Obiettivo dichiarato dell'Autore è quello di ampliare e migliorare il quadro conoscitivo in materia di intelligence, secondo un approccio "asettico", esente cioè da posizioni di favore o di critica. E ciò in ragione dell'importanza vitale di questo settore nello Stato moderno, rivelatosi fattore decisivo nel conseguimento di successi e di fallimenti nell'attività di governo e dal cui approfondimento non si può prescindere ove si voglia accedere ad un'esaustiva conoscenza della storia moderna, degli studi sulla guerra, sulle relazioni internazionali o di scienza politica.
In tale prospettiva, l'interessante volume, che si segnala anche per chiarezza ed organicità espositiva, traccia le linee di sviluppo dell'intelligence - intesa come sistema di organizzazione e di raccolta delle informazioni, analisi e previsioni - dalle origini ai nostri giorni, lumeggiandone l'ampio spettro di targets e il relativo modus operandi, caratterizzato, nelle più recenti evoluzioni, dal ricorso alla sorveglianza satellitare e dalla crescente rilevanza della raccolta informativa su base elettronica.
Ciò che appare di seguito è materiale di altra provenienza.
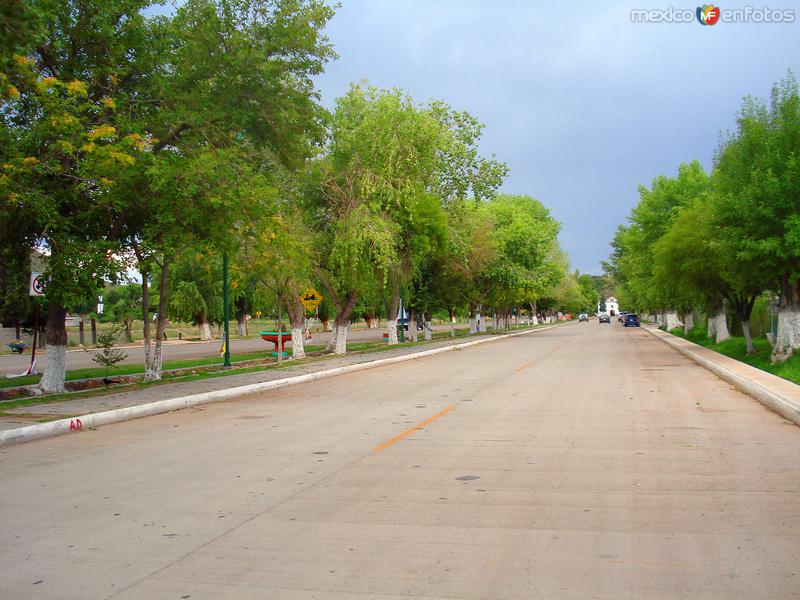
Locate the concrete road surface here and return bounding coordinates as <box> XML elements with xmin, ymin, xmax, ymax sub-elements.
<box><xmin>0</xmin><ymin>322</ymin><xmax>800</xmax><ymax>600</ymax></box>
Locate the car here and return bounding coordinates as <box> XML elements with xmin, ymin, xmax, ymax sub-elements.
<box><xmin>623</xmin><ymin>313</ymin><xmax>641</xmax><ymax>327</ymax></box>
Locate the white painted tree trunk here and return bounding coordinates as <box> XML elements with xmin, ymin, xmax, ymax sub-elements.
<box><xmin>39</xmin><ymin>344</ymin><xmax>67</xmax><ymax>394</ymax></box>
<box><xmin>408</xmin><ymin>317</ymin><xmax>419</xmax><ymax>343</ymax></box>
<box><xmin>664</xmin><ymin>310</ymin><xmax>683</xmax><ymax>331</ymax></box>
<box><xmin>333</xmin><ymin>321</ymin><xmax>350</xmax><ymax>354</ymax></box>
<box><xmin>683</xmin><ymin>311</ymin><xmax>694</xmax><ymax>335</ymax></box>
<box><xmin>144</xmin><ymin>340</ymin><xmax>163</xmax><ymax>381</ymax></box>
<box><xmin>386</xmin><ymin>319</ymin><xmax>400</xmax><ymax>346</ymax></box>
<box><xmin>772</xmin><ymin>305</ymin><xmax>800</xmax><ymax>363</ymax></box>
<box><xmin>292</xmin><ymin>327</ymin><xmax>306</xmax><ymax>358</ymax></box>
<box><xmin>708</xmin><ymin>310</ymin><xmax>731</xmax><ymax>344</ymax></box>
<box><xmin>742</xmin><ymin>321</ymin><xmax>755</xmax><ymax>354</ymax></box>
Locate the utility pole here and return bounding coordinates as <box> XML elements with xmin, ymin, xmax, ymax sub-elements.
<box><xmin>222</xmin><ymin>252</ymin><xmax>231</xmax><ymax>369</ymax></box>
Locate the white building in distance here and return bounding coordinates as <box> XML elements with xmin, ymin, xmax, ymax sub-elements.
<box><xmin>597</xmin><ymin>296</ymin><xmax>619</xmax><ymax>317</ymax></box>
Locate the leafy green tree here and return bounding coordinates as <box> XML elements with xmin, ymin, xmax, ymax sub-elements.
<box><xmin>716</xmin><ymin>75</ymin><xmax>800</xmax><ymax>361</ymax></box>
<box><xmin>0</xmin><ymin>0</ymin><xmax>156</xmax><ymax>392</ymax></box>
<box><xmin>125</xmin><ymin>0</ymin><xmax>334</xmax><ymax>379</ymax></box>
<box><xmin>100</xmin><ymin>283</ymin><xmax>142</xmax><ymax>343</ymax></box>
<box><xmin>611</xmin><ymin>161</ymin><xmax>709</xmax><ymax>328</ymax></box>
<box><xmin>481</xmin><ymin>195</ymin><xmax>565</xmax><ymax>327</ymax></box>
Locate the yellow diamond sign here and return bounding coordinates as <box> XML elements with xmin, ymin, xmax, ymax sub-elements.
<box><xmin>300</xmin><ymin>288</ymin><xmax>322</xmax><ymax>312</ymax></box>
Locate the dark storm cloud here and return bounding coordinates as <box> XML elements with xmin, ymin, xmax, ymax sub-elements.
<box><xmin>318</xmin><ymin>0</ymin><xmax>800</xmax><ymax>272</ymax></box>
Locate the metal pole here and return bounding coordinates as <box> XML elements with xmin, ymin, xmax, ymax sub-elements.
<box><xmin>222</xmin><ymin>252</ymin><xmax>231</xmax><ymax>368</ymax></box>
<box><xmin>28</xmin><ymin>299</ymin><xmax>41</xmax><ymax>373</ymax></box>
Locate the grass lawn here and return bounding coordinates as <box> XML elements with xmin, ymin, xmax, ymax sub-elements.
<box><xmin>670</xmin><ymin>327</ymin><xmax>800</xmax><ymax>384</ymax></box>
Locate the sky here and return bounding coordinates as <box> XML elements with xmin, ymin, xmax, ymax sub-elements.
<box><xmin>317</xmin><ymin>0</ymin><xmax>800</xmax><ymax>274</ymax></box>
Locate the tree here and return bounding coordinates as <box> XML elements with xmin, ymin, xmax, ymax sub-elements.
<box><xmin>481</xmin><ymin>195</ymin><xmax>565</xmax><ymax>328</ymax></box>
<box><xmin>0</xmin><ymin>0</ymin><xmax>156</xmax><ymax>392</ymax></box>
<box><xmin>716</xmin><ymin>75</ymin><xmax>800</xmax><ymax>361</ymax></box>
<box><xmin>118</xmin><ymin>0</ymin><xmax>334</xmax><ymax>379</ymax></box>
<box><xmin>611</xmin><ymin>161</ymin><xmax>709</xmax><ymax>328</ymax></box>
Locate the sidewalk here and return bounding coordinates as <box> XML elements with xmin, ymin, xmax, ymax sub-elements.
<box><xmin>642</xmin><ymin>325</ymin><xmax>800</xmax><ymax>425</ymax></box>
<box><xmin>0</xmin><ymin>328</ymin><xmax>535</xmax><ymax>431</ymax></box>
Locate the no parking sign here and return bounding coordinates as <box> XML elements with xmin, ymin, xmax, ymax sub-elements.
<box><xmin>28</xmin><ymin>272</ymin><xmax>47</xmax><ymax>296</ymax></box>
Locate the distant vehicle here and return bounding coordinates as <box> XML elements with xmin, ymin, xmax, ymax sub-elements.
<box><xmin>623</xmin><ymin>313</ymin><xmax>641</xmax><ymax>327</ymax></box>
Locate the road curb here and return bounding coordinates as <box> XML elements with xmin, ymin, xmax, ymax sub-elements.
<box><xmin>0</xmin><ymin>321</ymin><xmax>574</xmax><ymax>447</ymax></box>
<box><xmin>643</xmin><ymin>327</ymin><xmax>800</xmax><ymax>425</ymax></box>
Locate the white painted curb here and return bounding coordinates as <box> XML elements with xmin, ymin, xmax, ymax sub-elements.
<box><xmin>642</xmin><ymin>327</ymin><xmax>800</xmax><ymax>425</ymax></box>
<box><xmin>0</xmin><ymin>321</ymin><xmax>574</xmax><ymax>446</ymax></box>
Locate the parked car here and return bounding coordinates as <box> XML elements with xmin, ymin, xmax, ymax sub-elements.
<box><xmin>623</xmin><ymin>313</ymin><xmax>641</xmax><ymax>327</ymax></box>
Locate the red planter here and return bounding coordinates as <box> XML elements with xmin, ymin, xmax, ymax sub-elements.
<box><xmin>259</xmin><ymin>331</ymin><xmax>292</xmax><ymax>356</ymax></box>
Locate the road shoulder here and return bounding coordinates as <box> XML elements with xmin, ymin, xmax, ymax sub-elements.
<box><xmin>643</xmin><ymin>326</ymin><xmax>800</xmax><ymax>425</ymax></box>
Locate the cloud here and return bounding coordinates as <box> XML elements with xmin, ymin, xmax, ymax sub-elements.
<box><xmin>318</xmin><ymin>0</ymin><xmax>800</xmax><ymax>272</ymax></box>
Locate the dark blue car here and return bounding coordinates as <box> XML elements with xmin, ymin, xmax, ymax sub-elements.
<box><xmin>623</xmin><ymin>314</ymin><xmax>641</xmax><ymax>327</ymax></box>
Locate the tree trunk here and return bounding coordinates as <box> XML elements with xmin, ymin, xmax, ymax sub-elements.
<box><xmin>664</xmin><ymin>310</ymin><xmax>683</xmax><ymax>331</ymax></box>
<box><xmin>408</xmin><ymin>308</ymin><xmax>419</xmax><ymax>343</ymax></box>
<box><xmin>708</xmin><ymin>304</ymin><xmax>731</xmax><ymax>344</ymax></box>
<box><xmin>323</xmin><ymin>290</ymin><xmax>358</xmax><ymax>354</ymax></box>
<box><xmin>286</xmin><ymin>292</ymin><xmax>306</xmax><ymax>358</ymax></box>
<box><xmin>386</xmin><ymin>273</ymin><xmax>402</xmax><ymax>346</ymax></box>
<box><xmin>469</xmin><ymin>304</ymin><xmax>478</xmax><ymax>335</ymax></box>
<box><xmin>39</xmin><ymin>302</ymin><xmax>67</xmax><ymax>394</ymax></box>
<box><xmin>772</xmin><ymin>281</ymin><xmax>800</xmax><ymax>363</ymax></box>
<box><xmin>142</xmin><ymin>254</ymin><xmax>169</xmax><ymax>381</ymax></box>
<box><xmin>742</xmin><ymin>320</ymin><xmax>755</xmax><ymax>354</ymax></box>
<box><xmin>683</xmin><ymin>310</ymin><xmax>694</xmax><ymax>335</ymax></box>
<box><xmin>197</xmin><ymin>314</ymin><xmax>211</xmax><ymax>342</ymax></box>
<box><xmin>236</xmin><ymin>311</ymin><xmax>247</xmax><ymax>337</ymax></box>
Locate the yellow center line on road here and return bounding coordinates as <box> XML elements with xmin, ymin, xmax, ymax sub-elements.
<box><xmin>372</xmin><ymin>404</ymin><xmax>455</xmax><ymax>452</ymax></box>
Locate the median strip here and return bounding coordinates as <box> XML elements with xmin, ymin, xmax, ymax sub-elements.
<box><xmin>643</xmin><ymin>327</ymin><xmax>800</xmax><ymax>425</ymax></box>
<box><xmin>0</xmin><ymin>322</ymin><xmax>573</xmax><ymax>446</ymax></box>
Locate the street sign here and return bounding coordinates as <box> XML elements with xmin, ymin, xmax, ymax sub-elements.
<box><xmin>300</xmin><ymin>288</ymin><xmax>322</xmax><ymax>311</ymax></box>
<box><xmin>28</xmin><ymin>272</ymin><xmax>46</xmax><ymax>296</ymax></box>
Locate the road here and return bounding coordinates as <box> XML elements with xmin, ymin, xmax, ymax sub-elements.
<box><xmin>0</xmin><ymin>321</ymin><xmax>800</xmax><ymax>600</ymax></box>
<box><xmin>0</xmin><ymin>326</ymin><xmax>406</xmax><ymax>377</ymax></box>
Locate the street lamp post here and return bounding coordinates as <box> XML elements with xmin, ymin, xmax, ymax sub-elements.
<box><xmin>222</xmin><ymin>252</ymin><xmax>231</xmax><ymax>368</ymax></box>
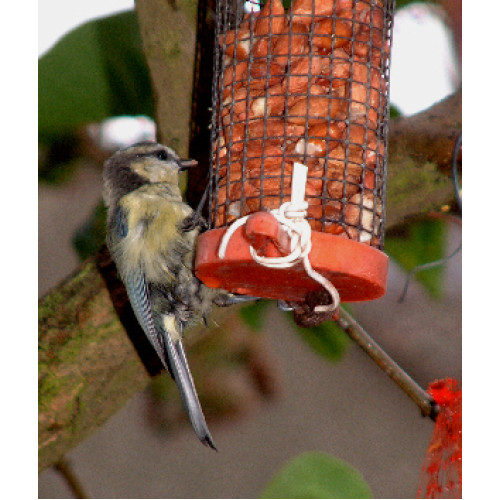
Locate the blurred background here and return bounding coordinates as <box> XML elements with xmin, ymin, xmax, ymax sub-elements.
<box><xmin>38</xmin><ymin>0</ymin><xmax>462</xmax><ymax>498</ymax></box>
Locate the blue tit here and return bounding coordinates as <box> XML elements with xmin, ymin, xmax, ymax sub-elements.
<box><xmin>103</xmin><ymin>142</ymin><xmax>221</xmax><ymax>449</ymax></box>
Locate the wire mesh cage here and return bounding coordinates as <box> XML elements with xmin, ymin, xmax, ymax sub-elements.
<box><xmin>210</xmin><ymin>0</ymin><xmax>394</xmax><ymax>248</ymax></box>
<box><xmin>197</xmin><ymin>0</ymin><xmax>395</xmax><ymax>301</ymax></box>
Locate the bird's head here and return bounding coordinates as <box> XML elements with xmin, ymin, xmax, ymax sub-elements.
<box><xmin>103</xmin><ymin>142</ymin><xmax>197</xmax><ymax>205</ymax></box>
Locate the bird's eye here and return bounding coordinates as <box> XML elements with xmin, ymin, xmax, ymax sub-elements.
<box><xmin>155</xmin><ymin>149</ymin><xmax>168</xmax><ymax>161</ymax></box>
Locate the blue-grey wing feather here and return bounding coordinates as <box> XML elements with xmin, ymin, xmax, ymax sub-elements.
<box><xmin>162</xmin><ymin>330</ymin><xmax>217</xmax><ymax>450</ymax></box>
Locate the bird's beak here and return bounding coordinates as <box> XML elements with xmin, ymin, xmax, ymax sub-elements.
<box><xmin>179</xmin><ymin>160</ymin><xmax>198</xmax><ymax>172</ymax></box>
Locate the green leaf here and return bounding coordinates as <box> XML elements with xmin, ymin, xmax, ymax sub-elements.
<box><xmin>260</xmin><ymin>452</ymin><xmax>373</xmax><ymax>498</ymax></box>
<box><xmin>384</xmin><ymin>219</ymin><xmax>447</xmax><ymax>299</ymax></box>
<box><xmin>289</xmin><ymin>315</ymin><xmax>350</xmax><ymax>363</ymax></box>
<box><xmin>38</xmin><ymin>11</ymin><xmax>153</xmax><ymax>142</ymax></box>
<box><xmin>73</xmin><ymin>202</ymin><xmax>107</xmax><ymax>260</ymax></box>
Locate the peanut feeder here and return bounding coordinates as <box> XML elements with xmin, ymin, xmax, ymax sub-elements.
<box><xmin>196</xmin><ymin>0</ymin><xmax>394</xmax><ymax>310</ymax></box>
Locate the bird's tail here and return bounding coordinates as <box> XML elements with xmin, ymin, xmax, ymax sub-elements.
<box><xmin>161</xmin><ymin>328</ymin><xmax>217</xmax><ymax>451</ymax></box>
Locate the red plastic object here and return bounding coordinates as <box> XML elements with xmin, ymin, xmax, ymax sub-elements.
<box><xmin>417</xmin><ymin>378</ymin><xmax>462</xmax><ymax>498</ymax></box>
<box><xmin>195</xmin><ymin>212</ymin><xmax>389</xmax><ymax>302</ymax></box>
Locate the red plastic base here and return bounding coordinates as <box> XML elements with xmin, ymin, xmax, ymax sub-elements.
<box><xmin>195</xmin><ymin>214</ymin><xmax>389</xmax><ymax>302</ymax></box>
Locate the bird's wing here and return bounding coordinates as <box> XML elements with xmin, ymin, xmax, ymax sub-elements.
<box><xmin>160</xmin><ymin>315</ymin><xmax>217</xmax><ymax>450</ymax></box>
<box><xmin>124</xmin><ymin>266</ymin><xmax>216</xmax><ymax>450</ymax></box>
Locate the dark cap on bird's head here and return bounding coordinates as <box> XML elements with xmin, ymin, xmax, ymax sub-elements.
<box><xmin>103</xmin><ymin>141</ymin><xmax>198</xmax><ymax>206</ymax></box>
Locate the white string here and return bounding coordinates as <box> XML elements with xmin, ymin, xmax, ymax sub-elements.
<box><xmin>218</xmin><ymin>163</ymin><xmax>340</xmax><ymax>312</ymax></box>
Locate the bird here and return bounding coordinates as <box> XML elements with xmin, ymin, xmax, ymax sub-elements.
<box><xmin>103</xmin><ymin>142</ymin><xmax>220</xmax><ymax>450</ymax></box>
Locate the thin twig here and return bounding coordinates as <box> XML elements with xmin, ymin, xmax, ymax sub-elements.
<box><xmin>337</xmin><ymin>307</ymin><xmax>439</xmax><ymax>420</ymax></box>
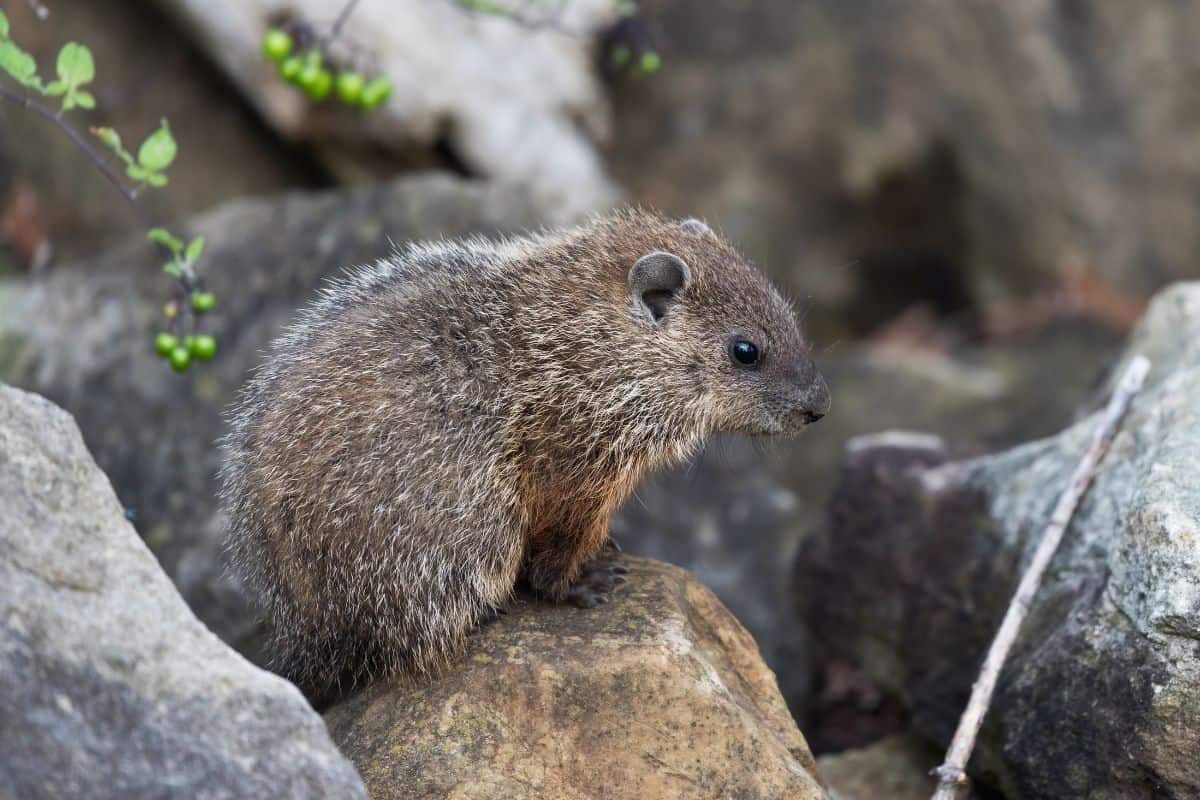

La disamina è in particolare focalizzata sull'aspetto teleologico dell'attività in parola, sintetizzabile nel supporto informativo per l'Esecutivo e di analisi funzionale ai processi di policy-making e di decision-taking. Ed in relazione a tale peculiare finalità, trova spazio una approfondita analisi delle qualità che devono connotare l'attività di intelligence perché assuma credibilità presso i suoi "fruitori" istituzionali.
Di particolare interesse il capitolo sul "management", in cui l'Autore, partendo da una sintetica ricognizione dei fallimenti registrati nell'attività di intelligence, esamina le opportune modalità di intervento su suoi aspetti organizzativi e gestionali, idonee ad incrementarne le possibilità di successo.
In tale ambito, pur riconoscendo all'intelligence l'"istinto imprenditoriale", in quanto attività protesa alla massimizzazione della soddisfazione dell'utilizzatore finale, esplora le ragioni che rendono sconsigliabile ed impraticabile l'applicazione a tale settore dei parametri e delle tecniche mutuate dalla cultura di impresa al fine di decidere gli investimenti e l'allocazione delle risorse.
Analogamente, sia pure su un piano diverso, l'Autore motiva, con argomentazioni di pregio, la difficoltà di applicazione al settore di intelligence dei criteri e principi che presiedono all'attuale ricerca di standard di efficienza nella generalità della Pubblica Amministrazione.
Nella parte conclusiva l'analisi si incentra sulla valenza dell'intelligence nel periodo successivo alla fine della "guerra fredda" e sugli importanti contributi alla sicurezza internazionale che ne possono scaturire.